Post # 16
Thank you all for the great feedback. I really feel more comfortable having a conversation with her and laying everything out. I didn’t want to make her special day about me, but I also don’t want to make things more difficult. This is a hard conversation to have because I value our friendship and don’t want this to change things. I will keep all of your comments in mind when I talk to her. Wish me luck!
Post # 17
Good luck! Glad you are feeling more comfortable.about talking to her. Let us know how you get on.
Post # 18
So sorry about your dear dad.
I’d drop out in your place . Also, I don’t think I’d make that conversation too long and detailed and most of all, too much focussed on what she wants. Rather , I’d simply tell her that try as you might, you just can’t manage it on the new date and that you hope she understands etc etc .
It is not , after all, an actual real wedding, it’s just a kind of costume party, although admittedly an important one to her.
Post # 19
I wouldn’t drop out, but I wouldn’t take on any more responsibilities related. Show up in the dress and have a great time.

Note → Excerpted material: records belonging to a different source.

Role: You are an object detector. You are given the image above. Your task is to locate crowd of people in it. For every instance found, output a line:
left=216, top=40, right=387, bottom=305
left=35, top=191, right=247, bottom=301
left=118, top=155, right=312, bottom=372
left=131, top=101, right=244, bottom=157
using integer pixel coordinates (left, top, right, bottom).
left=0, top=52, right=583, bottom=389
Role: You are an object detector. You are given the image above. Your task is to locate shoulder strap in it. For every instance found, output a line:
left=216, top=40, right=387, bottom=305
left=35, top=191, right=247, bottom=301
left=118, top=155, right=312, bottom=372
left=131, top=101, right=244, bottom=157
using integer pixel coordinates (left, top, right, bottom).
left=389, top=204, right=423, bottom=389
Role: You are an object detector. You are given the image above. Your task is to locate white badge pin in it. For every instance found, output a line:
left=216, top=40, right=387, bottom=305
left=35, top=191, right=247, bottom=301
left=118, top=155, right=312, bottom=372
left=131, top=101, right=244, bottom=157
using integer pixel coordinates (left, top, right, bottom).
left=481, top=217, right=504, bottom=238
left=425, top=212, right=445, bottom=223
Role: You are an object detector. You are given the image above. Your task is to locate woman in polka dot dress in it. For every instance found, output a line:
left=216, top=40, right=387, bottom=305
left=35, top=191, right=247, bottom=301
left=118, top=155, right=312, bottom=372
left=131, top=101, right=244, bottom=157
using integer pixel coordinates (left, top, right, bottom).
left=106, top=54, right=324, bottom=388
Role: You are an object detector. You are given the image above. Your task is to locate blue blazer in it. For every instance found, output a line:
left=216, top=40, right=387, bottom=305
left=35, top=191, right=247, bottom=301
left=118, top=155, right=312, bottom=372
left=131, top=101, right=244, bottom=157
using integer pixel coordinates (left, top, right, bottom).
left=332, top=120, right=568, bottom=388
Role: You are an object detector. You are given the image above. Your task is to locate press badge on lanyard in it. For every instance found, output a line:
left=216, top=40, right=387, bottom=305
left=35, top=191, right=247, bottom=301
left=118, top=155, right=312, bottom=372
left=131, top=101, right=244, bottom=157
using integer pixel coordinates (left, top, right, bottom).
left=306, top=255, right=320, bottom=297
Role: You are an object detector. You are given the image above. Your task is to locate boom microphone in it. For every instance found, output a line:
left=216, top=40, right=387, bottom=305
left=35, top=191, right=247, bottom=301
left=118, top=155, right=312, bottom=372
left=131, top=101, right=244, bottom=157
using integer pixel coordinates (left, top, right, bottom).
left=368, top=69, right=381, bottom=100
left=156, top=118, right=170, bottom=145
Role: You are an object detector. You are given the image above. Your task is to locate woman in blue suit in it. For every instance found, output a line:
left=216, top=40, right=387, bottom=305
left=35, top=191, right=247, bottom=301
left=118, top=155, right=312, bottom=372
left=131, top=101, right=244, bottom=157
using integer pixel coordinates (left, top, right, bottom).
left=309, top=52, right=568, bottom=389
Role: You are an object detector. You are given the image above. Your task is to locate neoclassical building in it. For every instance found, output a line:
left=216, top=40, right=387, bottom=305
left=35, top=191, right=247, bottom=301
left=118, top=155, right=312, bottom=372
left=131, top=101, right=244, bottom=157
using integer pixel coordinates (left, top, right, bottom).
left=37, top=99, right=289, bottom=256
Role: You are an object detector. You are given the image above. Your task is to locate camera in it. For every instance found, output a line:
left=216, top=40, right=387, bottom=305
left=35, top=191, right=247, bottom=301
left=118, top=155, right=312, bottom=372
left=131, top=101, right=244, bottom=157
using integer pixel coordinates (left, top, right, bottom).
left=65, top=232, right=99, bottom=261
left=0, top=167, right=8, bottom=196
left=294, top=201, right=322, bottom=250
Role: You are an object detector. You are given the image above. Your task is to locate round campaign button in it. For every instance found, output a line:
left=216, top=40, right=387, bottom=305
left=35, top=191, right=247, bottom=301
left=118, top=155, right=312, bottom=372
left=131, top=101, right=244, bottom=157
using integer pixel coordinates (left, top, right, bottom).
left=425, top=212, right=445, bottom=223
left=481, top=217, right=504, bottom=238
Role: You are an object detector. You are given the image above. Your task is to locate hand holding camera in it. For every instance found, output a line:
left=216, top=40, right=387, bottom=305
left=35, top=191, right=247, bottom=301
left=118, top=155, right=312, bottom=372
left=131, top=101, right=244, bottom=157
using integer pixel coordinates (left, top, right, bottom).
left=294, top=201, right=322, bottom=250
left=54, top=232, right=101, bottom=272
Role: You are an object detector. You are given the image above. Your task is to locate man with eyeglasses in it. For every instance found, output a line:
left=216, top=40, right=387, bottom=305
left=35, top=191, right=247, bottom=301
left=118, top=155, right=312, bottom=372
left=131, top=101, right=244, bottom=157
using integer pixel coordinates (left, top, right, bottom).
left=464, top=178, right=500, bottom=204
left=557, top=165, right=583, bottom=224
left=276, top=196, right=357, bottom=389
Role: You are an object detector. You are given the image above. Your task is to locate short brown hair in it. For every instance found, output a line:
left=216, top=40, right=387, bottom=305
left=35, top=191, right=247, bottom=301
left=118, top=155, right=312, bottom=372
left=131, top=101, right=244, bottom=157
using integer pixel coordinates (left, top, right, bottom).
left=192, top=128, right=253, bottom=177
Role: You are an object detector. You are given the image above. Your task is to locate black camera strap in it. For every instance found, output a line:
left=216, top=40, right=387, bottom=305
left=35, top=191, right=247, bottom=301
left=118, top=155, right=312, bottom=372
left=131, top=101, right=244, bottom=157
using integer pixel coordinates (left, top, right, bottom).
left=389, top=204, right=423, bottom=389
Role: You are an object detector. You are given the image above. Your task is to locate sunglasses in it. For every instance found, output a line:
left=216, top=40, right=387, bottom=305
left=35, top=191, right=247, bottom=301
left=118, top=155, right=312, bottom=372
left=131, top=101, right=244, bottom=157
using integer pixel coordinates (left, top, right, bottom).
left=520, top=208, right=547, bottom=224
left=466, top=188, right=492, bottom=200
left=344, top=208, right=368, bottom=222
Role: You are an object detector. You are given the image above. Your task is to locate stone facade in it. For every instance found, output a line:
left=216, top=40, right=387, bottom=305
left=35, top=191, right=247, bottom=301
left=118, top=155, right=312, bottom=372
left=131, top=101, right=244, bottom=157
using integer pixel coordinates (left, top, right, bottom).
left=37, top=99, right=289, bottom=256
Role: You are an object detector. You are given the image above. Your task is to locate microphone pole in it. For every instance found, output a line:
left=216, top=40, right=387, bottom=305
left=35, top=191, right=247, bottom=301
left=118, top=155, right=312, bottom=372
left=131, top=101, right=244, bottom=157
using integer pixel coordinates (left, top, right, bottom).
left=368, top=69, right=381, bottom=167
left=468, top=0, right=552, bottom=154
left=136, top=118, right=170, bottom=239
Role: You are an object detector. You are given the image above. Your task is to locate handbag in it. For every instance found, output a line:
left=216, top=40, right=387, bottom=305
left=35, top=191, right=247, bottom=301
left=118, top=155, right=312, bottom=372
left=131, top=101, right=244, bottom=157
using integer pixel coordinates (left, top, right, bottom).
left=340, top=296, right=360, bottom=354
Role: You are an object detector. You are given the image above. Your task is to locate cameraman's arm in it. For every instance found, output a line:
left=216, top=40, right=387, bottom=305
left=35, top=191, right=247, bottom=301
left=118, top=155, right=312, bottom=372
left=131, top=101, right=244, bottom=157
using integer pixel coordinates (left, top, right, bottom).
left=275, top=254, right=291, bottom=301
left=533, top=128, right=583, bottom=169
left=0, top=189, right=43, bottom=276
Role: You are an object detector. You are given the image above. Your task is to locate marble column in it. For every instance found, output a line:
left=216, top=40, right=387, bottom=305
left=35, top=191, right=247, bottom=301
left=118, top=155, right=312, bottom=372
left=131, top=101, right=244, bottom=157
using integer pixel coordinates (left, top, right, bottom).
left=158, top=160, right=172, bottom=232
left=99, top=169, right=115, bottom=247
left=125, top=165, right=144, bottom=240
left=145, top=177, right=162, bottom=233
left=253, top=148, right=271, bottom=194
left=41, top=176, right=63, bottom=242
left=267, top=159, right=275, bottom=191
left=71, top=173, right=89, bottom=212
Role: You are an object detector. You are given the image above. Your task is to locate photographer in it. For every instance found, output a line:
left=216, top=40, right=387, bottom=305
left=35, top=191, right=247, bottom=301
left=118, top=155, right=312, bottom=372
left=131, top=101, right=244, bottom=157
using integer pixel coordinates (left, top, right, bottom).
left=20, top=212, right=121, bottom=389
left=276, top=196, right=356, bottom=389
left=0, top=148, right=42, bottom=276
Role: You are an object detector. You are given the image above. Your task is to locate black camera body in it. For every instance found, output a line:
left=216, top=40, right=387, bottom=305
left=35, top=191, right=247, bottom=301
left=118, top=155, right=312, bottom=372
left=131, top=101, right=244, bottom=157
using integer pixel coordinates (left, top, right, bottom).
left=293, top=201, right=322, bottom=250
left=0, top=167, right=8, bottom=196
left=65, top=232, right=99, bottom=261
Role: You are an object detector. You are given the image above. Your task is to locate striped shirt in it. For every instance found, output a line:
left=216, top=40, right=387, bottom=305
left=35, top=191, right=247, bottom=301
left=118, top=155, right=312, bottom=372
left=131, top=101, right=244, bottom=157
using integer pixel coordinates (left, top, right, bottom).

I am in graduate school currently and the first day in all my classes has never been that important anyways, and if you have a good excuse such as a wedding I would say as long as you discuss with your professor it would be fine.
Post # 20
Wait im lost why did you say sister instead of bff. I think most people get that a best friend often times is important as family and considered family in most cases.
Post # 21
I would mention the death in the family plus school and work but leave out graduations bc to many people these are dramatically less important than a wedding. I don’t think that’s always the case but I’m just saying a lot of people do. Say you want to be the maid of honor but for these extenuating circumstances, you feel that one of the bridesmaids would do a lot better job with the events plus you are stretching it even attanding the wedding.